Relative to the SDGs, in 2016 we examined how far we could use them as guidelines for sustainable investments. Only two, targets 16 and 17 – which are essentially governmental concerns – are beyond our scope. Thus, we are able to make what we define as Sustainable Development Investments (SDIs) in companies that have a positive influence on people and the environment across 15 of the 17 SDGs. By 2020, rather than the current €29 billion, we will have €58 billion of SDIs aligned to the SDGs that contribute to addressing social and environmental issues.
While ABP can measure financial success based on investment returns, how will it measure its success as a “force for good”? The SDGs, with 169 targets and 231 indicators, are noted for being complex to measure. And there are initiatives such as the World Benchmarking Alliance, which proposes the introduction of league tables in which companies can compete and be ranked.
In our next annual report, we will show how our new policy is progressing. Our SDIs are relatively new, so we are still working to determine how best to show how we are delivering on these. At the same time, we acknowledge that the framework for impact measurement isn’t fully in place yet.
Rather than measure companies through financial and management results, sustainable investing requires the measurement of products and services across many sectors relative to how they directly contribute to the SDGs. Clearly the measurement and benchmarking of impact is important and will become more critical as time goes on, which is why we are working on it.
APG has developed its own methodology for measuring the CO2 footprint of our equity investments and, in co-operation with others, wants to develop the means by which society can compare our results against other asset managers. Again though, we’re not there yet.
ABP is proactively looking to invest more in the Netherlands. Why is this?
We’re actually a bit overweight with our investments in the Netherlands, which stand at about 14 per cent of our portfolio. However, we believe that as well as providing people with good pensions, investing in this country is our contribution to encouraging strong sustainable economic development and growth.

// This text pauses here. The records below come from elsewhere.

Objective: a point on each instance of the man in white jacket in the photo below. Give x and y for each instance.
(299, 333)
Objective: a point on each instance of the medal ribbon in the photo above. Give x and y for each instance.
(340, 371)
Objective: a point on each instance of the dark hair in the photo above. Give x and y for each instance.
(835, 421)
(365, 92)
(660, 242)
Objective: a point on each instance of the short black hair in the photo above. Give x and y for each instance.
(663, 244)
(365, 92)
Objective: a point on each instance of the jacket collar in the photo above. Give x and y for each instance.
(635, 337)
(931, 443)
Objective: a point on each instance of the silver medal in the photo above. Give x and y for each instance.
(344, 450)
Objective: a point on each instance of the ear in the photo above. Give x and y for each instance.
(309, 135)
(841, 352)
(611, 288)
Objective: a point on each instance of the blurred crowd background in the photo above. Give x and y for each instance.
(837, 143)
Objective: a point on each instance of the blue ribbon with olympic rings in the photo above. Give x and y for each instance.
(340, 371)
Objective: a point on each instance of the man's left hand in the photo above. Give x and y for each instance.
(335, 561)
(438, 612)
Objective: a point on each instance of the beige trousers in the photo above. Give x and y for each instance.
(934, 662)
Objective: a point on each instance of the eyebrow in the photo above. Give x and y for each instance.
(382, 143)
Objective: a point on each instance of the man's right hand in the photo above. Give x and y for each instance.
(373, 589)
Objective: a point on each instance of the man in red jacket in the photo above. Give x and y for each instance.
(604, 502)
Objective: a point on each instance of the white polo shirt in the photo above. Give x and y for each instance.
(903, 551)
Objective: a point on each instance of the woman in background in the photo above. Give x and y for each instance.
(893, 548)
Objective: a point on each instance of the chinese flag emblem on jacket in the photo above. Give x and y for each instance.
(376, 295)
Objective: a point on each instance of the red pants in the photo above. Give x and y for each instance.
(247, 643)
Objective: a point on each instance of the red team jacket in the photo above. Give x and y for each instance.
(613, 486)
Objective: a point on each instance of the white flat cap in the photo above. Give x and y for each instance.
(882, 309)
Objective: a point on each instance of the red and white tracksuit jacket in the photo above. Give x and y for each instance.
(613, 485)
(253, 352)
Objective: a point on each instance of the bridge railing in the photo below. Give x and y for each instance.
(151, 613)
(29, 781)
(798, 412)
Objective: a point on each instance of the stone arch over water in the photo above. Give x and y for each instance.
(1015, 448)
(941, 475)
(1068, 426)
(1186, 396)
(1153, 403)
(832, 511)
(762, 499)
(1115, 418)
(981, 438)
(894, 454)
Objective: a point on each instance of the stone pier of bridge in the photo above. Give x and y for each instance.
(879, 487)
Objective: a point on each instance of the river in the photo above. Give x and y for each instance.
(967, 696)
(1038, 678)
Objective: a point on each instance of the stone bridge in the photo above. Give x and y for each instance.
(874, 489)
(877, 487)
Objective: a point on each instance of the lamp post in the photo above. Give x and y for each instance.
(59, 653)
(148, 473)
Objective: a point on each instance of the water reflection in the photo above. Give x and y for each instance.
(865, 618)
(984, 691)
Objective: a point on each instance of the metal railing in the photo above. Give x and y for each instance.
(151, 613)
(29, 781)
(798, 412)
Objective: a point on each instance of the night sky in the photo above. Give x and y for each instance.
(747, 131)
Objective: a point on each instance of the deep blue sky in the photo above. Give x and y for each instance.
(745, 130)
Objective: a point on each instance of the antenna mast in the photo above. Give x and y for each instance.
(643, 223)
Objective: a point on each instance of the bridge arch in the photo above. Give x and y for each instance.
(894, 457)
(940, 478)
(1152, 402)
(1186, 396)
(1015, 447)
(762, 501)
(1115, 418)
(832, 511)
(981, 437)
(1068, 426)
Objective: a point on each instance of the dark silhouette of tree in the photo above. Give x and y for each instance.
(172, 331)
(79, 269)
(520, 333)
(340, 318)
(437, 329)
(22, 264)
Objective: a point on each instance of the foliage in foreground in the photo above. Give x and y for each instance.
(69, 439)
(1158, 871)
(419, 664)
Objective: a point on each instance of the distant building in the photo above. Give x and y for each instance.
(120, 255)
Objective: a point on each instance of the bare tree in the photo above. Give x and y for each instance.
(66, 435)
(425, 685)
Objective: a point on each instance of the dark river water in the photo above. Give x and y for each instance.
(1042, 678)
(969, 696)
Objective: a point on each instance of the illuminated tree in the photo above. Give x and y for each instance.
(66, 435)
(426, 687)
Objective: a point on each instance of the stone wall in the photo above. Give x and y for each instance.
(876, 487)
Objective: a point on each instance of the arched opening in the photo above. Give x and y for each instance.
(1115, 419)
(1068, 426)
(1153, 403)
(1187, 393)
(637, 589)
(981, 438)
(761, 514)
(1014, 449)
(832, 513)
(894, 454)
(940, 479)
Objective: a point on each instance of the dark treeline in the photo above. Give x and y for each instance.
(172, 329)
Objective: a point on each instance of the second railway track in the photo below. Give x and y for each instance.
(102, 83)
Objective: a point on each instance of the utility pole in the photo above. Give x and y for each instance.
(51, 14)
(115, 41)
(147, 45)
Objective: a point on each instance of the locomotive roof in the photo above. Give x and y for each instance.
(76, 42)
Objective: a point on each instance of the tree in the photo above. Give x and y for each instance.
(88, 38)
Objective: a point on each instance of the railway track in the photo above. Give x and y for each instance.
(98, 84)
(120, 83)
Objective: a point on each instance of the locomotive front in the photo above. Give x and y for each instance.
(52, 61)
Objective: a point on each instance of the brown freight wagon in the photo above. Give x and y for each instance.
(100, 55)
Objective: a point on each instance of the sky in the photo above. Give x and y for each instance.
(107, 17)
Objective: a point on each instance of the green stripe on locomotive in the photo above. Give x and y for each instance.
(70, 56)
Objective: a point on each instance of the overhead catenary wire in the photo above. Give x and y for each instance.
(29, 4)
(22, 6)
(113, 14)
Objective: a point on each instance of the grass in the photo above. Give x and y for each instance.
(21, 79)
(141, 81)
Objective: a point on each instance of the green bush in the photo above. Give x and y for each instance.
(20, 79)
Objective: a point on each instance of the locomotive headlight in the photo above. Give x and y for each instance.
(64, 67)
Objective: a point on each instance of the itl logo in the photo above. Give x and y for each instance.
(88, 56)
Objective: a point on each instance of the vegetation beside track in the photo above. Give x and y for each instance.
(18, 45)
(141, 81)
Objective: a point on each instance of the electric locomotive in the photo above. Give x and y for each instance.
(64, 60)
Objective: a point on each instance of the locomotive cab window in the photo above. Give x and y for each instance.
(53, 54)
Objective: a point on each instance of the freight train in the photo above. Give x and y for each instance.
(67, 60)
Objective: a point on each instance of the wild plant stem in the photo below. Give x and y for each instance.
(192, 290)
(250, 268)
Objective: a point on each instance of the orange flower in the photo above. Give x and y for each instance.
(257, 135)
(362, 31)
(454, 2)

So wherever we can make worthwhile investments with good returns, we consider it our duty to do so.
In the Netherlands, we actively participate in initiatives relating to energy transition because we want to contribute to it. We also have interesting investments relating to the circular economy, which is also a very important issue. It comes as no surprise to know our participants are very supportive of our approach to investing in the Netherlands.
And while the amounts involved might appear small when compared to our overall investment portfolio, they are significant for the Netherlands. We consider investing here to be extremely important because we believe we can make a difference over the longer term.
Corien Wortmann-Kool became chair of ABP, the Dutch public sector collective pension fund, in January 2015. She is also vice-chairman to the Supervisory Board of AEGON N.V.